つまり、ベルナルドもリンダも忙しい為、婚約状態が続いている。偶にあっても2人で稽古に励んでおり楽しくやっている。



ローレンは卒業して、アシュレイ王太子殿下の側近として働いている。

シルヴェスタ公爵も処刑され、やっと気持ちの整理もついた。

マルゴット侯爵家に養子に入ったとは言え、シルヴェスタ公爵家の縁の者と知れ渡っている、殆どの者が遠巻きにして様子を見ている。ローレンの実家もシルヴェスタ公爵家から多大な支援を受けていた為、降格処分となっている。そんな一族の中でローレンは裏切り者でしかない、つまり命を狙われるほど危険であるため、結婚どころではないのだ。
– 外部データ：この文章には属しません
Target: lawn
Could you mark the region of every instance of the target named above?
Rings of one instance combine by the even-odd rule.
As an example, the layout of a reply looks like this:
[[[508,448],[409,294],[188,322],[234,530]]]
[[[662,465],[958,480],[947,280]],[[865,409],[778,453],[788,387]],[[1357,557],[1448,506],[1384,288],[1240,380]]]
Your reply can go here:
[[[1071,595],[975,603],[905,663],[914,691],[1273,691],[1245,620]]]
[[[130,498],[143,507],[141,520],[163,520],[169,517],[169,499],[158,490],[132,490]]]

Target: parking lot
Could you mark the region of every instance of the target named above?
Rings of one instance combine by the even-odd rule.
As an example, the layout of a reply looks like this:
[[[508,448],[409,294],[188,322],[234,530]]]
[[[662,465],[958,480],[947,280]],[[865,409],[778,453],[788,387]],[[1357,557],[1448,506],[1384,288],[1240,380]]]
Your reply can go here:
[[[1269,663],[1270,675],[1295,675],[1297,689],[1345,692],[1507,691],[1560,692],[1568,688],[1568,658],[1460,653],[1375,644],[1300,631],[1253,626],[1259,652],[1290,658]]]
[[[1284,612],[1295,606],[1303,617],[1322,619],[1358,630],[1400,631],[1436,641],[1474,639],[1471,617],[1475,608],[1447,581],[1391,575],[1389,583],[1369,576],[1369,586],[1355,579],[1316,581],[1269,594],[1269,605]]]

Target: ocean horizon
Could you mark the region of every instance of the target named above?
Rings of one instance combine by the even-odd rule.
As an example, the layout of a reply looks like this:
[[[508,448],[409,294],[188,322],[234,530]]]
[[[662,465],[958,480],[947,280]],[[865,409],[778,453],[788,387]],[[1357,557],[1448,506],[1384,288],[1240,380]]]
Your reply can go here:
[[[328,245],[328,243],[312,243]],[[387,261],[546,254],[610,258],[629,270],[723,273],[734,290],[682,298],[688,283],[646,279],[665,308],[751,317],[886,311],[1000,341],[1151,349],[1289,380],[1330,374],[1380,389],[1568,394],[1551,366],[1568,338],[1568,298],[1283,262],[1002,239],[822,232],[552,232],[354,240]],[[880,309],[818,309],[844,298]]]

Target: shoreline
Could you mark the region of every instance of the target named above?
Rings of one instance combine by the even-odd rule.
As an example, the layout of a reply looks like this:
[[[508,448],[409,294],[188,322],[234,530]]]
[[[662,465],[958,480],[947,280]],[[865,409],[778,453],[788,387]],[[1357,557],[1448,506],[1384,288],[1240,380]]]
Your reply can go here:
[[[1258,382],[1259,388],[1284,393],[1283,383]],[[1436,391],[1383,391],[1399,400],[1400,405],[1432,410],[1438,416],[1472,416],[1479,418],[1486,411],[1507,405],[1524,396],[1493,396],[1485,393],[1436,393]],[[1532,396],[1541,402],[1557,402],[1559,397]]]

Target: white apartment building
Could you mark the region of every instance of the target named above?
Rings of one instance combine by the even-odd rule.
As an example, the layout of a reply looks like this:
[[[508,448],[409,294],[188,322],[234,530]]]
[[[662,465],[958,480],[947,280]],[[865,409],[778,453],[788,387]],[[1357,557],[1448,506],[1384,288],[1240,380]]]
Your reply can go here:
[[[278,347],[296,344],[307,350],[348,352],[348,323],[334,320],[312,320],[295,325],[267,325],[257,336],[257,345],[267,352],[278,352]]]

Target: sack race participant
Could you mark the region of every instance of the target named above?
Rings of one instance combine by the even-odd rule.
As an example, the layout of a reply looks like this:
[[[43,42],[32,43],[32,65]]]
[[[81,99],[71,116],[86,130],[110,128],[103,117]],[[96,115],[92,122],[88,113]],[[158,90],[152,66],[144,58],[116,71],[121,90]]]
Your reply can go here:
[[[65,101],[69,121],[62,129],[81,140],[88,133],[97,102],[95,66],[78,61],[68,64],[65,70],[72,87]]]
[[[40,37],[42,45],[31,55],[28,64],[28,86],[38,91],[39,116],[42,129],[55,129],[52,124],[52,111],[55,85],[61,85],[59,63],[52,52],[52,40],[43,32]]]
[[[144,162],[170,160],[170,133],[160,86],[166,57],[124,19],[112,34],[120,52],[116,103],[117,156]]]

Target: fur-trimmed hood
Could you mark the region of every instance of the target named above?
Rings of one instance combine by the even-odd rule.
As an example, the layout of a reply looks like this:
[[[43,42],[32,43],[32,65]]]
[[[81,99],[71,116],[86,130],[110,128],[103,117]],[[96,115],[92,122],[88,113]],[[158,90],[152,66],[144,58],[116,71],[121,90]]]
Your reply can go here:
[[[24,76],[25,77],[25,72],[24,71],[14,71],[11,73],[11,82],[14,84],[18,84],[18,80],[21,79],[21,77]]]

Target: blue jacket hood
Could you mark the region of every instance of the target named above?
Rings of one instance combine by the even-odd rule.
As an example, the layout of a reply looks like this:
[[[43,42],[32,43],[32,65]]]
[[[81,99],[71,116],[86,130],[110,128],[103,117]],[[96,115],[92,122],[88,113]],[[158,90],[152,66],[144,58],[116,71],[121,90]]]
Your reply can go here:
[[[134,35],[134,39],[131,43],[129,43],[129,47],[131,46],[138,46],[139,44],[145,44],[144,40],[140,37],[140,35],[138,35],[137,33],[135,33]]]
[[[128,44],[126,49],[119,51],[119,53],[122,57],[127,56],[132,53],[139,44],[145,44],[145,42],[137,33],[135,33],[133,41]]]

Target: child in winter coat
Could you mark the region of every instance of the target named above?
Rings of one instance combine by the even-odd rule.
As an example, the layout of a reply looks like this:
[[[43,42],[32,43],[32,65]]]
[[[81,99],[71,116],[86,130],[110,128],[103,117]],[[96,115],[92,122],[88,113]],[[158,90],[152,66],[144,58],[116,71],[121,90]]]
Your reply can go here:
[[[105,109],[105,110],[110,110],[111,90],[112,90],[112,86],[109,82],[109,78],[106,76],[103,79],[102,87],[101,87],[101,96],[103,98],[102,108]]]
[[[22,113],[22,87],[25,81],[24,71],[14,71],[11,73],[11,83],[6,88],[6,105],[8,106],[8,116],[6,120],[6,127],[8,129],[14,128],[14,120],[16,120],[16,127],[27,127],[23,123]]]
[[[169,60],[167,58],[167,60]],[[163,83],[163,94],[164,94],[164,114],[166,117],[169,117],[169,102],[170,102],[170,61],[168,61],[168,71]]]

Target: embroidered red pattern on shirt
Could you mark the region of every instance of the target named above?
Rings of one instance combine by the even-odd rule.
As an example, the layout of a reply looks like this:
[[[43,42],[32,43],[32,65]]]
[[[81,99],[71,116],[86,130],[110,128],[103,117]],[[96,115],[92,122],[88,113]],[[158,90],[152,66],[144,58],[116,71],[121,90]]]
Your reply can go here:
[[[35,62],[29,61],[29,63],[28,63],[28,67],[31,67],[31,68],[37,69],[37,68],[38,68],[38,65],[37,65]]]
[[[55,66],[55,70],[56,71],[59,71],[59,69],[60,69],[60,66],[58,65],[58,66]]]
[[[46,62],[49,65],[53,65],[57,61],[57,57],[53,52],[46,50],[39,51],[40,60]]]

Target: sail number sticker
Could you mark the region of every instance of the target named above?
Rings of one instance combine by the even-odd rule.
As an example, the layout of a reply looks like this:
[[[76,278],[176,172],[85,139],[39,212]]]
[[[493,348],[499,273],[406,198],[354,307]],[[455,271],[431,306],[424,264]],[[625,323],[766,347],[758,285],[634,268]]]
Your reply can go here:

養子に入った頃はマルゴット侯爵家で暮らしていたが、落ち着くとセシリアの屋敷に移った。ブライト伯爵家では刺客が来た時に対抗できないからだ。セシリアの屋敷は結界があって特定の者以外は立ち入れない、万が一入ったとしても生きて帰る事はできない。

うっかり迷い込めば聖獣の楽園か、魔獣の楽園(黒い魔獣)、ドラゴンの眷属執事がいる屋敷、普通では認識できない屋敷、まず高密度の魔力や聖力で結界がなければ正気を保ってはいられない。そんな所にローレンをお迎えした。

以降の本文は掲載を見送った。